Manado, Jurnal Investigasi – Ketua LSM KIBAR Sulawesi Utara, Jaino Maliki, mendesak Kapolres dan Walikota Manado untuk segera mengambil tindakan tegas terhadap tempat hiburan malam Liquid Executive Bar & Lounge yang berlokasi di depan Swiss-Belhotel Manado. Desakan ini muncul setelah tempat tersebut diketahui masih beroperasi meskipun izin keramaiannya telah dicabut oleh pihak kepolisian Polresta Manado.
Disamping itu, sejumlah insiden keributan antar pengunjung yang terjadi berulang kali di Liquid Executive Bar & Lounge. Kondisi ini dinilai mengganggu ketertiban umum serta membahayakan masyarakat pengguna jalan di sekitar lokasi.
Maliki menyatakan keheranannya atas masih beroperasinya tempat hiburan malam tersebut. “Kami sangat heran, bagaimana mungkin sebuah tempat hiburan malam masih terus beroperasi padahal izin keramaiannya sudah dicabut oleh pihak kepolisian. Ini tentu menimbulkan pertanyaan besar di tengah masyarakat,” tegasnya.
Ia juga mempertanyakan kemungkinan adanya pihak-pihak tertentu yang membekingi operasional tempat tersebut. “Apakah mungkin ada orang kuat atau oknum-oknum yang membekengi Liquid sehingga tetap beroperasi tanpa mengindahkan aturan yang berlaku? Ini harus diusut secara transparan,” lanjutnya.

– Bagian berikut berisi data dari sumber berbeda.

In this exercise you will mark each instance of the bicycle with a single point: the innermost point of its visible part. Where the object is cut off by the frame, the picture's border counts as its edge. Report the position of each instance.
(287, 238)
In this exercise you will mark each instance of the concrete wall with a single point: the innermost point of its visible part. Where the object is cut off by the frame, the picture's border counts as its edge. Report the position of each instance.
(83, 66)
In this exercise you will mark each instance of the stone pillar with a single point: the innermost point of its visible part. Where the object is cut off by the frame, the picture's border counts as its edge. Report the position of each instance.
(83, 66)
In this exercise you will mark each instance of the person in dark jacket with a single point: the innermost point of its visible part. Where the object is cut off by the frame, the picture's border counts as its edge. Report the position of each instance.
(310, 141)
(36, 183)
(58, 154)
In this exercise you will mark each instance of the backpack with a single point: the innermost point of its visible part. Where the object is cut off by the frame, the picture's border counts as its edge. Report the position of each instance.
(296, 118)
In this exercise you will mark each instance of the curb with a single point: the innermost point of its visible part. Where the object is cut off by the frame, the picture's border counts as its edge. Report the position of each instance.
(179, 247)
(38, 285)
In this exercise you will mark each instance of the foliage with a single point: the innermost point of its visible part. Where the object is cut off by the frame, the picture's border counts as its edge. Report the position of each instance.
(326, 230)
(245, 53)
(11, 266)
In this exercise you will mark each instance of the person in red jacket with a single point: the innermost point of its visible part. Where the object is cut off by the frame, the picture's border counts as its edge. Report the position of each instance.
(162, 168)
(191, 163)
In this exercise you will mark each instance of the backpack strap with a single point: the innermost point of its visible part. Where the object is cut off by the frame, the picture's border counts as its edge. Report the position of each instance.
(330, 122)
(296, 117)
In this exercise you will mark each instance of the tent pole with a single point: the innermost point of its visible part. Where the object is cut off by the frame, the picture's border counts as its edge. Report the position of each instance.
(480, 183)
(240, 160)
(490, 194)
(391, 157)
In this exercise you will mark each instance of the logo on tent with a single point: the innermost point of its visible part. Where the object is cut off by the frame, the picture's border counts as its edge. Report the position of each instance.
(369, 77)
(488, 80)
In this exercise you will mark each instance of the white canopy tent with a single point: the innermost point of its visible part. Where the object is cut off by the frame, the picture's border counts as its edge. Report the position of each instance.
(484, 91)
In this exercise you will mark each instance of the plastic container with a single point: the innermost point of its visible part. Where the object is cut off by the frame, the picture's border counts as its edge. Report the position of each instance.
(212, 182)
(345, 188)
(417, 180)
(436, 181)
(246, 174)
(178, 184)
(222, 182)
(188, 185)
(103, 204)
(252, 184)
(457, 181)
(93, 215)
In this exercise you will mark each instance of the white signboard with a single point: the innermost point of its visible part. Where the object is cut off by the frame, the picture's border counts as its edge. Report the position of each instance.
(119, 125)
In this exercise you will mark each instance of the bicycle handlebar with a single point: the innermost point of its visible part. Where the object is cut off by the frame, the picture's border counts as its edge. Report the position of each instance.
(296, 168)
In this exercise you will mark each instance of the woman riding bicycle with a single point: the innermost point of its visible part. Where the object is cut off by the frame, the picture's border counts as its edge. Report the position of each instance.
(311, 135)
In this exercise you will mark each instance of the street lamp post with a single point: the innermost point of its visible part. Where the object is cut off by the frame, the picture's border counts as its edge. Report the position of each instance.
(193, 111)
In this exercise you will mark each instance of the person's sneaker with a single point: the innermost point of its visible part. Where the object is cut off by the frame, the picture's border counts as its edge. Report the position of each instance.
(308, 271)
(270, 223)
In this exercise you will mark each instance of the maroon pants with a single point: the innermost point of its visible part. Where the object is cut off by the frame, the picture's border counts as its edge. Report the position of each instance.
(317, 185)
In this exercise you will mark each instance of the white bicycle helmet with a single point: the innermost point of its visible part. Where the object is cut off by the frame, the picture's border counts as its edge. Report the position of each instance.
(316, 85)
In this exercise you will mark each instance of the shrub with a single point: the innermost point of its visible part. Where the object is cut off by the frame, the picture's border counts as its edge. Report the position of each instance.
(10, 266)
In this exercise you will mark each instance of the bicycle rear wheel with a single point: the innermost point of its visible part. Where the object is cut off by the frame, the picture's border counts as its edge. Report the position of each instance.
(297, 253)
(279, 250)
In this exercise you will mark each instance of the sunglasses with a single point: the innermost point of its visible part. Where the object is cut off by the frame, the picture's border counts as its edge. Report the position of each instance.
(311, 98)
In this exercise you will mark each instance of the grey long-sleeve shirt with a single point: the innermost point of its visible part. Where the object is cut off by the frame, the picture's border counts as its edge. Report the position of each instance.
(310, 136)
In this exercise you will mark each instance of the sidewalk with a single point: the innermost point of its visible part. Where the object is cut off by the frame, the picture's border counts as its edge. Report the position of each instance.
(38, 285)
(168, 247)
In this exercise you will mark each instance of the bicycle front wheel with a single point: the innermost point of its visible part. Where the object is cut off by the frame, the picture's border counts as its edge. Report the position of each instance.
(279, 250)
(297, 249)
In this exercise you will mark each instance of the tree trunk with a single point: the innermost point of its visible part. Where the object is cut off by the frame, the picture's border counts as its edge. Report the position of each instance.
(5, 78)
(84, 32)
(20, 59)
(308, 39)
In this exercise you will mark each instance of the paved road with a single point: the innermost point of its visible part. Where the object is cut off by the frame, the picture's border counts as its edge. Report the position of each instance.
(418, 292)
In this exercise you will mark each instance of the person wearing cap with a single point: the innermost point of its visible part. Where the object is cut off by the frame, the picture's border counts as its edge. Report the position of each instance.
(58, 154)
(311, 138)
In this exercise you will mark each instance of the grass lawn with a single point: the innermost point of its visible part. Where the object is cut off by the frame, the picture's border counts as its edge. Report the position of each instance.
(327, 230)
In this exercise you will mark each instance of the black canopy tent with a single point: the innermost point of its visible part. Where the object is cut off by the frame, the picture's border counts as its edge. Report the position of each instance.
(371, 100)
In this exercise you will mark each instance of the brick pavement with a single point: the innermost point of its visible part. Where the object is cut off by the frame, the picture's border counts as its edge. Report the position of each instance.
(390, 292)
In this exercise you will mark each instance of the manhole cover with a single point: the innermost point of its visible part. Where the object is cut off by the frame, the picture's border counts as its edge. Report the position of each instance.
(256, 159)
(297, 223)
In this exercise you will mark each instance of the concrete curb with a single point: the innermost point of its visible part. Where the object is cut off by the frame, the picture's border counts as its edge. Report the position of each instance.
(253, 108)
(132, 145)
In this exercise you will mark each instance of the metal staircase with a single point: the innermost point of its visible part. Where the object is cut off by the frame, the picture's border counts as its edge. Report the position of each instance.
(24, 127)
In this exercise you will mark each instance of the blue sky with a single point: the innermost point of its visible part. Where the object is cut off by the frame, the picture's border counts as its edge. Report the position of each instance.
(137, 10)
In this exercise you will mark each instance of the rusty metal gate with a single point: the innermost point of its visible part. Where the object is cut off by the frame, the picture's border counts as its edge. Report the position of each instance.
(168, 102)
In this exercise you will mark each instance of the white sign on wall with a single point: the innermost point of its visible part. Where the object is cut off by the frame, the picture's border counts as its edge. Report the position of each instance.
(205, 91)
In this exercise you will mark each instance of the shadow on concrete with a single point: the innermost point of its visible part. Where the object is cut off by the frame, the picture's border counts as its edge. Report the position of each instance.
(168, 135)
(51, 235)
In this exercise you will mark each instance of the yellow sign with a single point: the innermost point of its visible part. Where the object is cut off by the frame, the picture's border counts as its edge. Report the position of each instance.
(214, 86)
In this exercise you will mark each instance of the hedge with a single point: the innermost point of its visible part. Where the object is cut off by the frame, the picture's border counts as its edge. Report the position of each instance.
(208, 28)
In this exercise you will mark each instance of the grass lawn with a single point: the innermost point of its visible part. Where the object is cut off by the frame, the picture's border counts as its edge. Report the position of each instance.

Dirinya menegaskan bahwa penegakan hukum harus dilakukan tanpa tebang pilih demi menjaga wibawa institusi dan rasa keadilan di tengah masyarakat. Ia meminta Kapolres Manado segera turun tangan dan memastikan aturan yang telah ditetapkan benar-benar ditegakkan.
"Informasi yang saya terima ada sejumlah orang tua yang sudah melaporkan terkait anak-anak mereka yang masih di bawah umur, ikut clubbing disitu dan berbuntut permasalahan. Ini menjadi bukti bahwa pihak liquid tidak melakukan pemeriksaan KTP kepada tamu-tamu yang masuk. Jadi ini semua harus ditelusuri kebenarannya," pungkasnya.
Sementara itu, seorang warga berinisial Diana (45), yang sempat melintas saat terjadi keributan, mengaku merasa khawatir dengan situasi yang terjadi. “Saat saya melintas malam itu, tiba-tiba ada kelompok pemuda keluar dari tempat hiburan dan saling pukul di jalan raya. Saya sangat terkejut dan takut itu bisa membahayakan pengguna jalan,” ujarnya.
Selain keributan, masyarakat juga menyoroti dugaan adanya penyajian minuman keras yang berpotensi menarik kalangan muda, bahkan diduga terdapat pengunjung yang belum cukup umur turut mengkonsumsi minuman beralkohol di lokasi tersebut. Hal ini dinilai berpotensi merusak generasi muda dan melanggar ketentuan yang berlaku.
Melihat berbagai persoalan tersebut, masyarakat berharap aparat penegak hukum, khususnya Kapolres Manado, dapat bertindak cepat dan tegas. Mereka juga mendorong adanya pengawasan yang lebih ketat terhadap tempat-tempat hiburan malam demi menjaga keamanan, ketertiban, serta melindungi masyarakat dari dampak negatif yang ditimbulkan.